Here's a YouTube film about her Tate installation, narrated by the artist.

Mr. Roberts Has Something to Say

Journalist Kevan Roberts has a new job writing about music, and we presume, other things for The Huffington Post.

Because The Typing Monkey was fortunate enough to have worked alongside Mr. Roberts for several years, we are super-pumped to have the opportunity to read his work again. We reserve the right to wonder how often he swore while composing his innaugural Huffington Post column, a fond recollection of grunge.

More please.

Thursday, November 24, 2011

Oh Hey, the Blog

... riiight.

On Friday Nov 4 Typing Monkey Int'l, the gloabal syndicate that owns Typing Monkey Industries, which in turn has among its holdings The Typing Monkey, decided to "enact cutbacks."

That's rich white guy code that translates roughly to "Odin's Beard!
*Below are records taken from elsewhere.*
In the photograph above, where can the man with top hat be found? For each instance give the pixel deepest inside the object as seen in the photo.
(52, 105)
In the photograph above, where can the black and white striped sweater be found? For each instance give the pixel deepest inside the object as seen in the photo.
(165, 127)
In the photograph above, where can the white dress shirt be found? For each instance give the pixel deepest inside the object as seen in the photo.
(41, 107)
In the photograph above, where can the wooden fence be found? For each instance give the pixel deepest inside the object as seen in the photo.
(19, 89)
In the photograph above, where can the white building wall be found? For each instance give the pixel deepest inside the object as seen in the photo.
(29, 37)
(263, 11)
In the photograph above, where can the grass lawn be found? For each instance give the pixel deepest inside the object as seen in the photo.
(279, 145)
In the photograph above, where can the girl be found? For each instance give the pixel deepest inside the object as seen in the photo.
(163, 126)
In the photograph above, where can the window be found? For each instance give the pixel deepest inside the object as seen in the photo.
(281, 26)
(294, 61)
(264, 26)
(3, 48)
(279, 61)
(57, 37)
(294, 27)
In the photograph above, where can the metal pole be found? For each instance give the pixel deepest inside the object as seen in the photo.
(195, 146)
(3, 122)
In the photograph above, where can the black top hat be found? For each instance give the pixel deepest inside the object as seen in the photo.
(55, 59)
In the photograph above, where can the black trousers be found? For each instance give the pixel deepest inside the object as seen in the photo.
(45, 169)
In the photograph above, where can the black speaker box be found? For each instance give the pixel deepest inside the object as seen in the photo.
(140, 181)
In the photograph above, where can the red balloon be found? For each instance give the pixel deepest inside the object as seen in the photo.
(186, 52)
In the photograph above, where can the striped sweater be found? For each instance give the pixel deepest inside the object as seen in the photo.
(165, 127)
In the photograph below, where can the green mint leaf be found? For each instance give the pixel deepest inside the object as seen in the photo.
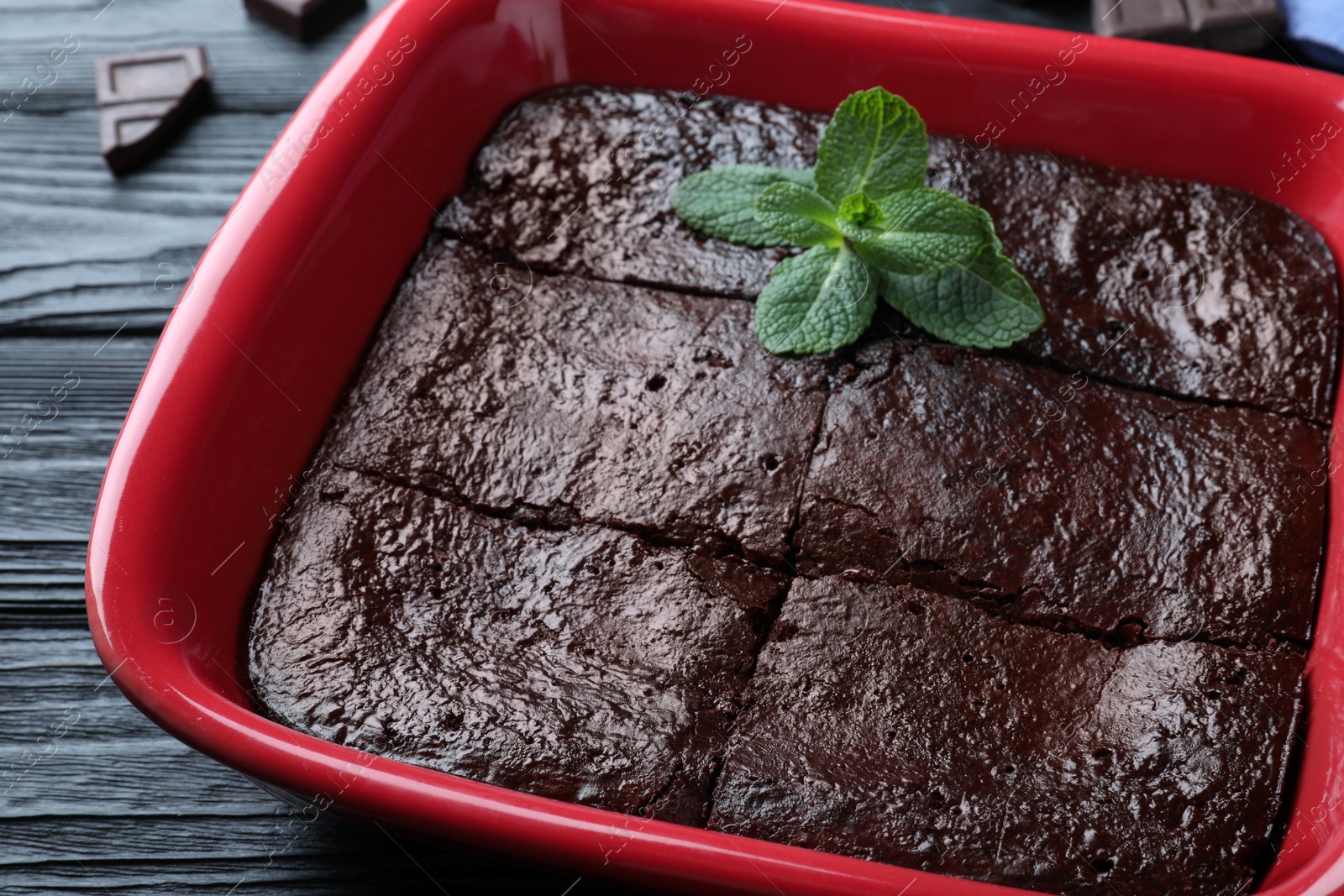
(797, 214)
(924, 231)
(875, 144)
(816, 301)
(983, 302)
(859, 210)
(721, 202)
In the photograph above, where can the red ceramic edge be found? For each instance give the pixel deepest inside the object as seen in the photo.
(253, 359)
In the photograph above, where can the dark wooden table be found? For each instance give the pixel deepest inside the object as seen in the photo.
(93, 797)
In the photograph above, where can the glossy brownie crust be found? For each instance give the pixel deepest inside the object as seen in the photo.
(911, 727)
(1187, 289)
(1034, 617)
(580, 664)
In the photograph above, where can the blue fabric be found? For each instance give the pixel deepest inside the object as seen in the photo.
(1317, 27)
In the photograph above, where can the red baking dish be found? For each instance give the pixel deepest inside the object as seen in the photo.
(288, 293)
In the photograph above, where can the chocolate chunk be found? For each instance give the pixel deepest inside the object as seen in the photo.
(143, 97)
(304, 19)
(1233, 26)
(1147, 19)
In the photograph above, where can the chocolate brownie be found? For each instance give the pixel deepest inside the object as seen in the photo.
(911, 727)
(1059, 500)
(1035, 617)
(584, 665)
(568, 399)
(1189, 289)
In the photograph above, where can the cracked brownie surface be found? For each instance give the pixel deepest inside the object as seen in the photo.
(1035, 617)
(911, 727)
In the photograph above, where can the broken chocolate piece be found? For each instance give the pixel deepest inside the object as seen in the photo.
(141, 100)
(304, 19)
(1231, 26)
(1142, 19)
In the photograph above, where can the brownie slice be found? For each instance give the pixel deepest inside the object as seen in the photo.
(1187, 289)
(909, 727)
(1063, 501)
(581, 665)
(571, 401)
(1173, 285)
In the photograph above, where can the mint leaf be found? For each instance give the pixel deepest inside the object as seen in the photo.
(816, 301)
(924, 231)
(983, 302)
(875, 144)
(859, 210)
(797, 214)
(721, 202)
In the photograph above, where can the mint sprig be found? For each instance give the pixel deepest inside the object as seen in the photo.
(873, 228)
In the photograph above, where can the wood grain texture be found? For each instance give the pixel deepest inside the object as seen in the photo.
(93, 797)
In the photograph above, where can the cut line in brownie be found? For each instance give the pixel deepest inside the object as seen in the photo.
(573, 401)
(1189, 289)
(582, 665)
(1062, 501)
(909, 727)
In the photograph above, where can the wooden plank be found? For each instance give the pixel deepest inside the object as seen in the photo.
(81, 234)
(93, 795)
(62, 401)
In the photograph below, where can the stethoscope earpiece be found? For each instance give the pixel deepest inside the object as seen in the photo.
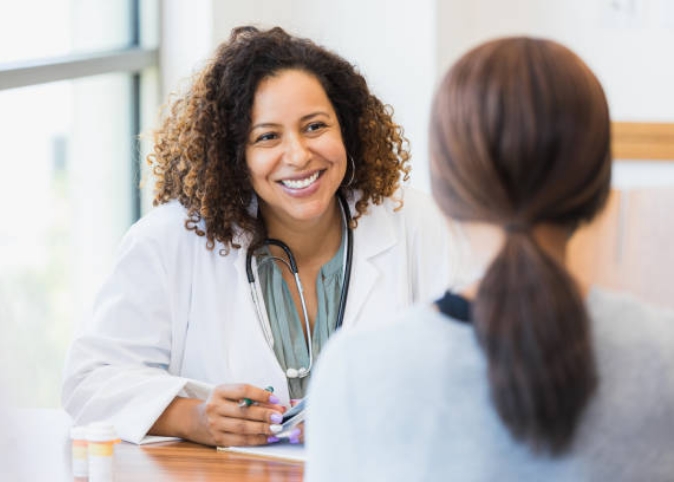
(295, 373)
It's midway through the second quarter of our fiscal year and we're bleeding money. Let's fire employees and sell off anything that's not turning a profit."

To his credit, our publisher, S.L. Kreighton booked time with the TMI board of directors to make his case for preserving The Typing Monkey. There were PowerPoint decks, spreadsheets with pivot-tables, a reminder that we're the only TMI entitiy that requires our mailroom staff to become Six Sigma black belts.

We lost the helicopter -- the helipad on the roof of our Seattle office has been turned into a community p-patch which sounds eco friendly and responsible but is nothing more than a tax write-off wrapped in good PR. There were layoffs and most of the editorial staff has been bumped to freelance status so TMI can avoid paying for benefits.

We no longer enjoy free Bumble Bars in the snackateria, coffee is now 15 cents a cup and the company-subsidized Classic Cinema and Cognac Club has been disbanded.

Kreighton convinced TMI to keep him on under the title "advising editor" and we retained a small support staff and our intern Eileen.

We apologize for the break in publication and will soon be back to providing you with our usual amount of pop-culture navel gazing, links to the best content on the Web, and pictures such as this one:

It's a poster by artist Albert Gantner, crafted in 1910 to protest the ban on Absinthe in Switzerland. A Christian zealot has stabbed the Green Fairy in the heart and stands victorious over her corpse. Please note that the jaundiced murderer is male and clothed in repressive garb resembling that of the Puritan.

Traditionally artists depict the Green Fairy as an etheral woman recalling the Greek muses, or sometimes with wings like a sprite. She is the mascot of the alcoholic drink, embodying the purported hallucination-inducing properties of Absinthe.

Gantner retains her green-toned flesh here but she is not a transluscent apparition. She is nude save for stockings and shoes of the sort we imagine may have been worn by Victorian courtesans. But that's pure speculation on our part.

The order-craving male has slain the chaos-welcoming female, austerity has triumphed over a good time, the buzz has literally been killed. We are funny monkeys.

Wednesday, November 2, 2011

Robyn's in the Kitchen

Hey. It's November already. What have you done?

We've wrapped up another Halloween Frenzy and not a single Ghost Dot consumed. The Typing Monkey is disappointed in Tootsie Roll Industries' lack of enthusiasm for Halloween this year. If you'd like to send them a formal complaint or just beg, like Gerald Levert, for another chance at Ghost Dots, please do. We have.